Typically the festival lasts the entire month of July and has a number of activities and events that are associate with it. The highlight of the festival is the culminating pageant of a number of floats called yamaboko that proceed along the main streets of Kyoto on the 17th and 24th of July. The downtown area is reserved for civilians on the three nights preceding the festival. During this time the streets are lined with night stalls selling food, people dressed in traditional Japanese attire, and the community joins together to celebrate this special event.

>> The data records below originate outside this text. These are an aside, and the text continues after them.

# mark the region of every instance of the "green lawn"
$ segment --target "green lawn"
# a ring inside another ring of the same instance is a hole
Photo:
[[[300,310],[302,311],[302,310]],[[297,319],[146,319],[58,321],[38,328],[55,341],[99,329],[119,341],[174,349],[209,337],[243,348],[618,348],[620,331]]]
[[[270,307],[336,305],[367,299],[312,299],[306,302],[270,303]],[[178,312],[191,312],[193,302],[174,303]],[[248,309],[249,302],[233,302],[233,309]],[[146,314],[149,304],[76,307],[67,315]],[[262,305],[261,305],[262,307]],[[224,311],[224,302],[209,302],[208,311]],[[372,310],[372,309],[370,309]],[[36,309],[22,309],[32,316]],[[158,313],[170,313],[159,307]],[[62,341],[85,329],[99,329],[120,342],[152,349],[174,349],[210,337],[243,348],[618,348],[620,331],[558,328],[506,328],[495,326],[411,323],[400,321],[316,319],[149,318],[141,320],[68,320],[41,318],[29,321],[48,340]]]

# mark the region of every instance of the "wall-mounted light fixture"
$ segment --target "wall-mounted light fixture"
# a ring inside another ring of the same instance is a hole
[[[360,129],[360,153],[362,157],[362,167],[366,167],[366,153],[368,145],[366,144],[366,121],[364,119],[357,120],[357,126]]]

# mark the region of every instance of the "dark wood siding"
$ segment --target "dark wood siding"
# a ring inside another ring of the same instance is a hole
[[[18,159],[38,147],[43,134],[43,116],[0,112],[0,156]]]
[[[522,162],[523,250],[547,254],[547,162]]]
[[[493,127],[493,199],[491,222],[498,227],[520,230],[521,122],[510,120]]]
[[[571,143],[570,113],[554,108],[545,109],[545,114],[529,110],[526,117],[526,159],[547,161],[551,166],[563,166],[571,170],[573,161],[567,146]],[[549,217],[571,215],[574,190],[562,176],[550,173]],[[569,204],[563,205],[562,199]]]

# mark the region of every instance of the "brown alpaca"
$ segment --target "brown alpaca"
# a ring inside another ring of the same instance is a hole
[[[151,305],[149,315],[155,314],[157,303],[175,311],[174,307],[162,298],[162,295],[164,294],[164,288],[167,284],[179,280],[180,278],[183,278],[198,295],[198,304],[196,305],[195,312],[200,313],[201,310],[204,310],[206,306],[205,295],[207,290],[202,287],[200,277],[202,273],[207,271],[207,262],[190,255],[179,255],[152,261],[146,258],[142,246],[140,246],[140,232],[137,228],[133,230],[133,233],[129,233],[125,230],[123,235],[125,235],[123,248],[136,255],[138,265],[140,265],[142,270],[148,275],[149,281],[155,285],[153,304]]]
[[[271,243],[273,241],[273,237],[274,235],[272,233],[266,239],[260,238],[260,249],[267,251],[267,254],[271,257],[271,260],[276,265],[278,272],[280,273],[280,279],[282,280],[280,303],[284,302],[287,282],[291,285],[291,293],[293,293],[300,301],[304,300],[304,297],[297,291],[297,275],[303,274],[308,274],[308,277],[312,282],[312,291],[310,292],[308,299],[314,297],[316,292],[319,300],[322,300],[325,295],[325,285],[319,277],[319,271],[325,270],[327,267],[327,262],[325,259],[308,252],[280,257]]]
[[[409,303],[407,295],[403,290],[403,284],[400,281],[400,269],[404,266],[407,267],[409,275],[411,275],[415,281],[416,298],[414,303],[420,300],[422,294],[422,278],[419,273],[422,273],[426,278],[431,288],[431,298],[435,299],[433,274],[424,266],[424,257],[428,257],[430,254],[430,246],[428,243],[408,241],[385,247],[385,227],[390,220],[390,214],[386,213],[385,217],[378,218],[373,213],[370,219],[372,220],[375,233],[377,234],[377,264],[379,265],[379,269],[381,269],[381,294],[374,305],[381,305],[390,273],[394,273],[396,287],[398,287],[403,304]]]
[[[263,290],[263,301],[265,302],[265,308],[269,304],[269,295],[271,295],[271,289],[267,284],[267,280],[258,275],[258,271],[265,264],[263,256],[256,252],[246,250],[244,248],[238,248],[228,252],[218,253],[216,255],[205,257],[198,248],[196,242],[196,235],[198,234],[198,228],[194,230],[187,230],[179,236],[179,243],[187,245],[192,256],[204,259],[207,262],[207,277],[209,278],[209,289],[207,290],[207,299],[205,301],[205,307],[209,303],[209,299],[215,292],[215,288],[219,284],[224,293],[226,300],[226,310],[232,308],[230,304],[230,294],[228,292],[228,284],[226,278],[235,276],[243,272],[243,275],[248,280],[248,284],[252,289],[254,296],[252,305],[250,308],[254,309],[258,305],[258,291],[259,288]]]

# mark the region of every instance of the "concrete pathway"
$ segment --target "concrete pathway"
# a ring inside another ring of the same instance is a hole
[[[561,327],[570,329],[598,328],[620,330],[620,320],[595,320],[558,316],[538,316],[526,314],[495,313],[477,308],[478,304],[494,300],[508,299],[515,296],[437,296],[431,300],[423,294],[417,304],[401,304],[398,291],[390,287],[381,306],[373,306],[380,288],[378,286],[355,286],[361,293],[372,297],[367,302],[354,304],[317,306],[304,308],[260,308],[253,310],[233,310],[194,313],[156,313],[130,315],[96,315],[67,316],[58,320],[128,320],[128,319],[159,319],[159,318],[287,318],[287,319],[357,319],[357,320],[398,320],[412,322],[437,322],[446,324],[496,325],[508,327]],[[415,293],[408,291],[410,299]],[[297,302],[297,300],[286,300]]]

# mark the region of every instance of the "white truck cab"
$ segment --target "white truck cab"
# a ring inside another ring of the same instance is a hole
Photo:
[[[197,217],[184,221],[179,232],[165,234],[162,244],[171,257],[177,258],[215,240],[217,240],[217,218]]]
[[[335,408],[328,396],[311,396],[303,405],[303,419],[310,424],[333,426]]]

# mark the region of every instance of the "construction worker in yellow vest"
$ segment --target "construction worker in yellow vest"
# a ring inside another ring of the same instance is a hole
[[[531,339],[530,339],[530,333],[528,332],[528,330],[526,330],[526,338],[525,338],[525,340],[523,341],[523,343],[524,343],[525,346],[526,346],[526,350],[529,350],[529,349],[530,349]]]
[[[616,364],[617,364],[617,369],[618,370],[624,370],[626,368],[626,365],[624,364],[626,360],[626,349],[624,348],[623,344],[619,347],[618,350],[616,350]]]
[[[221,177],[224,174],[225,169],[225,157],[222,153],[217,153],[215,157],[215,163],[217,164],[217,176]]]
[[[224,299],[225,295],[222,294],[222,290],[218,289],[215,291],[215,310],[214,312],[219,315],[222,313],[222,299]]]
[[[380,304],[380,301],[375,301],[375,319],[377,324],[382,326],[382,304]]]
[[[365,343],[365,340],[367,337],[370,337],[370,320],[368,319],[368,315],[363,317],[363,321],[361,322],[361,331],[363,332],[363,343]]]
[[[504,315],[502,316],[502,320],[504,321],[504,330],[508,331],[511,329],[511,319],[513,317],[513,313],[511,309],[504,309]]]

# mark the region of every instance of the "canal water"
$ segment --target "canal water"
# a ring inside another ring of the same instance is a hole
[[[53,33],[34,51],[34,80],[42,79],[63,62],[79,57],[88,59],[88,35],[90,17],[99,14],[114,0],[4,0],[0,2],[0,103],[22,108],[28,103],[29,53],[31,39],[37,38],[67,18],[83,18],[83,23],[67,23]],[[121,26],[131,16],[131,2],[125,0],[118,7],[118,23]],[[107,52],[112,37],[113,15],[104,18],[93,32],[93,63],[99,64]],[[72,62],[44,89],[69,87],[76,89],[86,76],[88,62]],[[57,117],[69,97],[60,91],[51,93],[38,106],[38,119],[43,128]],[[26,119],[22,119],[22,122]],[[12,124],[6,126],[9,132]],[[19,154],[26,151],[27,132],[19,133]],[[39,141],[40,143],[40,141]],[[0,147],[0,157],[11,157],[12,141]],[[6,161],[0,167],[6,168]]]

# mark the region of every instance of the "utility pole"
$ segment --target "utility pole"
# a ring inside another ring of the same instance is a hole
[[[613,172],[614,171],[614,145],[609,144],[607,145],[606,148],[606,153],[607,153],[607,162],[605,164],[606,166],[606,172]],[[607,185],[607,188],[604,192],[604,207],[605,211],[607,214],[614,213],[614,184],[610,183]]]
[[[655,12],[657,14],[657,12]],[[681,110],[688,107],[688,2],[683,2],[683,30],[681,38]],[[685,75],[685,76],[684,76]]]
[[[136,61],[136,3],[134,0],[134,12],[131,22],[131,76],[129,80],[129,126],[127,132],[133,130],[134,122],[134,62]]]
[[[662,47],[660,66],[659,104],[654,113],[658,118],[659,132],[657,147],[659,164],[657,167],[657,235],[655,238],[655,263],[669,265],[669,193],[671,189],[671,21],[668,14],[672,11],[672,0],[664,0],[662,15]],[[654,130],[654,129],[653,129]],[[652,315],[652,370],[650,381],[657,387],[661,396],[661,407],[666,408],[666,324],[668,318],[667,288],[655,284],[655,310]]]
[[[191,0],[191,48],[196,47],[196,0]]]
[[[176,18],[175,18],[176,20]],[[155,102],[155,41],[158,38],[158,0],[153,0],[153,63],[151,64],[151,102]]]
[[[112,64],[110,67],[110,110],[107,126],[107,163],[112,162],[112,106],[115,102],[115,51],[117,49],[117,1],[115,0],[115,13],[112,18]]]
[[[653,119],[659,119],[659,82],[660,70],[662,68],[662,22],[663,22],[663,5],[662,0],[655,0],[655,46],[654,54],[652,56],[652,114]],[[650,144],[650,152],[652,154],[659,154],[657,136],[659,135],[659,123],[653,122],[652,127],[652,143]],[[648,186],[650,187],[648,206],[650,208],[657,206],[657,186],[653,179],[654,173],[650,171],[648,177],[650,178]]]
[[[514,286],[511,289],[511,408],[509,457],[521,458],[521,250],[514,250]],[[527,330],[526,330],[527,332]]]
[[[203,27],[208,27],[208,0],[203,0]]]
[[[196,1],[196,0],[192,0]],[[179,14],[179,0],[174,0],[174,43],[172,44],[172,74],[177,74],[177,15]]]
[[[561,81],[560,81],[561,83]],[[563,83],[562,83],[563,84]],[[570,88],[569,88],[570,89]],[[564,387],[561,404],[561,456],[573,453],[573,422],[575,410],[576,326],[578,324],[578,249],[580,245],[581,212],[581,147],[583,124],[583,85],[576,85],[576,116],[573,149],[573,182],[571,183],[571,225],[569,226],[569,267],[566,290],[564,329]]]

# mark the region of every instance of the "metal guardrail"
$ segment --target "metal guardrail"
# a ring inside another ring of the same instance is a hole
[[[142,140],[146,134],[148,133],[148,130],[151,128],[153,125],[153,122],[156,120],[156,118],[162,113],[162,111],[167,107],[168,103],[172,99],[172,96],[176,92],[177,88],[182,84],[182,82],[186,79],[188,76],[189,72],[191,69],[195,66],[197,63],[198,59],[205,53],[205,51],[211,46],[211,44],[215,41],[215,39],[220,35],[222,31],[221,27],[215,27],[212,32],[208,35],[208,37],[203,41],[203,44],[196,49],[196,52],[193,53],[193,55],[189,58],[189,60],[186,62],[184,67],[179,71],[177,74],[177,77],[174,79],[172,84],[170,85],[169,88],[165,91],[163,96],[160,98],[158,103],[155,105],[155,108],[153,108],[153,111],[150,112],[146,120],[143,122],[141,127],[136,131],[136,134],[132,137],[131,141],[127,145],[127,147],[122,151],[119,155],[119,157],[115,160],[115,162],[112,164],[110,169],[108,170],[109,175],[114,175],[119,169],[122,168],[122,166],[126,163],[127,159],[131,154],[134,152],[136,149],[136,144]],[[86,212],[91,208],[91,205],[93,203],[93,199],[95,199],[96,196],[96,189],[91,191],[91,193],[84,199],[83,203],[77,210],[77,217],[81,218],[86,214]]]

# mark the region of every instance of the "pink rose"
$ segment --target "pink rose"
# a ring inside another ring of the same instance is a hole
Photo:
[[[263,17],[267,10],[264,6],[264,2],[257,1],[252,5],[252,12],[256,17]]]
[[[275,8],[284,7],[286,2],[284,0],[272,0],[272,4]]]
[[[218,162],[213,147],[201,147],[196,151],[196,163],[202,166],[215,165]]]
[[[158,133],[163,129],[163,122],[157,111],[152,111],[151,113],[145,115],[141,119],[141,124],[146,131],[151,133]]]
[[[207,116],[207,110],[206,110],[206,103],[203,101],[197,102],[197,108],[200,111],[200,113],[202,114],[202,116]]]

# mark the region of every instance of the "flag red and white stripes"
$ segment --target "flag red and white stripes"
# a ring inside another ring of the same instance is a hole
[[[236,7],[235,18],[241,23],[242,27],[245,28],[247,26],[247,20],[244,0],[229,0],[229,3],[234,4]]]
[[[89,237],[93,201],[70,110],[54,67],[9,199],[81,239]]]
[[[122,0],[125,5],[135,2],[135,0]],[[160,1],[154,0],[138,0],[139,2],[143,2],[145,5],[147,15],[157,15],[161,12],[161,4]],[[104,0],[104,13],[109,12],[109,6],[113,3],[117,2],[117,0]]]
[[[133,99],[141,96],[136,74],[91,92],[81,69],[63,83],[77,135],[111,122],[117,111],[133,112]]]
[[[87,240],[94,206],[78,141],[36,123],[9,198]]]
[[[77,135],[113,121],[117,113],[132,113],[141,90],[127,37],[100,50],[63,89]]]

The festival is thought to have originated as a purification ritual to appease the Gods of fire, floods, and earthquakes. In 869 AD there were so many people who were suffering from plague and dying that the Emperor Seiwa ordered the people to pray to the God of the Yasaka Shrine. There were sixty-six halberds that were decorated to represent each province in Japan. They were prepared and placed in a garden along with portable shrines. Each time there was another outbreak the practice was repeated in hopes of keeping the bad spirits at bay
During the culminating parade…
The floats often have sails that reach more than 25 meters tall and are topped with a long pole shaped like a spear on which they display exquisite craftwork of woven fabric, dyed textiles and sculptures. The pieces are so ornate and beautiful in nature that they are sometimes described as ‘mobile art museums,’ by the locals. In addition children are often found in costume and make-up on the leading float, Naginata-boko, and musicians playing the flute, drums and bells are seated on the second level of the floats.
Another interesting aspect of the festival is the fact that during the week leading up to the parade, the local merchants and residents open their doors to the public, exhibiting their valuable art collections. This event, known as the “Folding Screen Festival,” is a precious opportunity to visit and observe traditional Japanese residences of Kyoto.